In Great Britain, soap operas are hugely popular and are actually a great opportunity to learn more about British culture. Here are some of the best (and most addictive) British soaps to check out.
Are you all about the drama? Soap operas, also known as soaps, are melodramatic serial programs which air on television or radio, and focus on the interpersonal relationships of their characters. In Great Britain, soap operas are hugely popular, usually airing at primetime in the evenings to captive audiences across the nation. Comparatively to American soap operas, which focus on wealthy characters and glamorous storylines, soaps in the UK normally focus on working-class communities and are actually a great opportunity to learn more about British culture. If you’re keen to learn more about this great cultural institution, here are some of the best (and most addictive) British soaps to check out.

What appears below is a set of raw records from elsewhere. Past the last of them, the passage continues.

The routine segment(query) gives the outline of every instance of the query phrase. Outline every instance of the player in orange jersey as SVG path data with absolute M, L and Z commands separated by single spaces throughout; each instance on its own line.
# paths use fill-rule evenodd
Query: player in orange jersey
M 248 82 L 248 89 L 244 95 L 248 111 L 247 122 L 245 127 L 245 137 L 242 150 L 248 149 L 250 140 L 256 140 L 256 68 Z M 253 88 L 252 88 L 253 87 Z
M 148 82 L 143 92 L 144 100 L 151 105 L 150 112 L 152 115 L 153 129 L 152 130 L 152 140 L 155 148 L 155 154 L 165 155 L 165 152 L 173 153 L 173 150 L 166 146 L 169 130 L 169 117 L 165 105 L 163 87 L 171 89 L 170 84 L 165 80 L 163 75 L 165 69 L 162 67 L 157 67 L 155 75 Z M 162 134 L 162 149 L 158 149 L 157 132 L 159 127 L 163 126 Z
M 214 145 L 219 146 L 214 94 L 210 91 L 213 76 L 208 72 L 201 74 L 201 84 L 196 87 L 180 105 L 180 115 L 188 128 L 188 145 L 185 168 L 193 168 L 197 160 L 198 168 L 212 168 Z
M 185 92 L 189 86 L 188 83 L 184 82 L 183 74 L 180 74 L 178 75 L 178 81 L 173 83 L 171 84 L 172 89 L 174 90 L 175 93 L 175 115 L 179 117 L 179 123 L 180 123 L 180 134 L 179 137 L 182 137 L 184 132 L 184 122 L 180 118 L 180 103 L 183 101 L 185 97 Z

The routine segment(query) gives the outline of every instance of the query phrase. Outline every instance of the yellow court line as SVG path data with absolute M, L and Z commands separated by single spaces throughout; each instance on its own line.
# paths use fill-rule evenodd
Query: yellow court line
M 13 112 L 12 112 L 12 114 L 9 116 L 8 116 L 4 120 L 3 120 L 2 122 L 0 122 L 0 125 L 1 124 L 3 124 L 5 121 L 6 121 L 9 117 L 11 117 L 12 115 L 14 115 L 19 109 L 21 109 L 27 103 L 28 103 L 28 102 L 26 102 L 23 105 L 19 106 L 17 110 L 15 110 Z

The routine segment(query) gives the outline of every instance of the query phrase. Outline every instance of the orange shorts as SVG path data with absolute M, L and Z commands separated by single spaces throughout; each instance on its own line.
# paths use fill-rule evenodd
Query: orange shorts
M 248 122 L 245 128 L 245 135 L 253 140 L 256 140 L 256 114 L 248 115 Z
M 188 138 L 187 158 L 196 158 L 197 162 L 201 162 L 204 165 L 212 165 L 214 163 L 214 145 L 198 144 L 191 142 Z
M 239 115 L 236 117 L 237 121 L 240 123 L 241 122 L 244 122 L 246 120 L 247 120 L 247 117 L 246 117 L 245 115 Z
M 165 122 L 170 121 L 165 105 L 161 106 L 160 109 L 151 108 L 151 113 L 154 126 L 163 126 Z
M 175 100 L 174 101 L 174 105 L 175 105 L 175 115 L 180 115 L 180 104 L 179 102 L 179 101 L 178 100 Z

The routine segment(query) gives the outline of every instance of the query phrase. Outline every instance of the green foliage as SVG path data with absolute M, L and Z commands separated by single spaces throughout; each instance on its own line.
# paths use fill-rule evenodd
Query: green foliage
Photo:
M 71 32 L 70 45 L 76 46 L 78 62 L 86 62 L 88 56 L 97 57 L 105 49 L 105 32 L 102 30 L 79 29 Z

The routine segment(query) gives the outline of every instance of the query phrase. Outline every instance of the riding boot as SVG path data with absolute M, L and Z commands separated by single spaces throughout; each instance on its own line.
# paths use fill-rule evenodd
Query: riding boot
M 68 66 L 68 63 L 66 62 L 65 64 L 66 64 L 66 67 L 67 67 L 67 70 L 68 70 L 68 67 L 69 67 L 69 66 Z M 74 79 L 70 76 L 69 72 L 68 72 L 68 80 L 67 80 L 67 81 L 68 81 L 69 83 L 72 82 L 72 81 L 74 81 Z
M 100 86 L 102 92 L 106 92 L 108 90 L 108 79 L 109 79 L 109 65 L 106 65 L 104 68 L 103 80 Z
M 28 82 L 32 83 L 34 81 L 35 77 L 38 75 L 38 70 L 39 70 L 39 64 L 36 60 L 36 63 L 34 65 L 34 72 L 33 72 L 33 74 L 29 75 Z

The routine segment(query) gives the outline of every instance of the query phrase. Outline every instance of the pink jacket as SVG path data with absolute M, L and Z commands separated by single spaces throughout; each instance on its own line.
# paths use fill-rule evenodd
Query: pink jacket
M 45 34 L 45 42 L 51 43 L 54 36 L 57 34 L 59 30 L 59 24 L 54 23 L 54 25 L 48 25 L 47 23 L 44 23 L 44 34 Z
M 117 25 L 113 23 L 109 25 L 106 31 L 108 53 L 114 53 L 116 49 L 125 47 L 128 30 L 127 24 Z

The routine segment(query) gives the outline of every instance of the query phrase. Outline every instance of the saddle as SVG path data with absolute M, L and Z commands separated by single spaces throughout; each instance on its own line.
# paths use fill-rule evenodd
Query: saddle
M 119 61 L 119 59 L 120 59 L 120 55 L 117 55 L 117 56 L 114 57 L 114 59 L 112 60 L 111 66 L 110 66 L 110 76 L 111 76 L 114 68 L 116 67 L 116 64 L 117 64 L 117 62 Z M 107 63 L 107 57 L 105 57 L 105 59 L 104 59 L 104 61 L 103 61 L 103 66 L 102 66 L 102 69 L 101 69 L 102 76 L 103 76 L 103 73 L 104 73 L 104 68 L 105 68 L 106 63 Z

Set in Manchester, this well-established show has been around for an incredible 60 years! It actually holds the Guinness World Record for longest-running TV soap opera, and is one of the most watched British shows of all time. Despite its sizable timespan, “Coronation Street” (or “Corrie”) still manages to keep things fresh with new storylines and plot twists, while still retaining some of the same characters (and actors!) since the very first episode in 1960. It’s been so influential that many major British figures such as Sir Ian McKellen and Prince Charles have made guest appearances, and iconic glam rock band Queen modeled their music video for the 1983 hit “I Want To Break Free” off of the show.
A close second for Britain’s most established soap opera is “EastEnders,” set in London’s notorious East End. Already infamous in real life for a history of poverty, organized crime and social problems, London’s East End is the subject of much lore in British culture, from Jack the Ripper to gangster kingpins the Kray twins, and lent itself well as the backdrop for a sensationalized TV show with lots of drama. The show first aired in 1983 to much fanfare, after television executives wanted to copy the same commercial success as “Coronation Street” with a soap opera set in southern England. TheEast End of London has cleaned up its act in recent decades and is actually a very desirable place to live nowadays, but thankfully the on-screen hijinks at Albert Square, the epicentre of the show, remain in full force.
Whisking you away from the grit of Britain's biggest cities, this long-standing ITV soap opera focuses on rural farm life in Emmerdale, a fictional village in Yorkshire. Centering on the daily lives of farmers in England’s countryside, this show revolutionized how soap operas were produced by filming mostly outdoors with real farm animals and equipment. A breath of fresh air for viewers tired of city landscapes, “Emmerdale” quickly caught on with viewers after it first aired in the 1970s, and has become a fixture of evening TV programming in Great Britain ever since.
The relative baby of British soaps, “Hollyoaks” first aired in 1995 as a TV show targeted towards a younger demographic. It follows the lives of several students at Hollyoaks High School in
Chester, just outside of Liverpool. Although it features a cast that’s largely in their teens, the show is known for its willingness to tackle a variety of serious issues that often resonate with young viewers.
Certainly the most recognizable British soap outside of Great Britain, this historical drama became a hit with audiences around the world when it first hit screens in 2010. Since then, it’s been broadcast in more than 200 countries or regions, including China and South Korea, won a Golden Globe and an Emmy, and was even made into a movie in 2019. “Downton Abbey” follows the aristocratic Crawley family on their country estate in Yorkshire after the turn of the century, as well as a staff of maids, butlers, and cooks that keep the enormous manor running smoothly. A period drama set between 1912-1925, this short-lived series (lasting only six seasons) documents life before the decline of the British aristocracy, while weaving in major historical events such as World War I, the Spanish flu epidemic, and the sinking of the Titanic.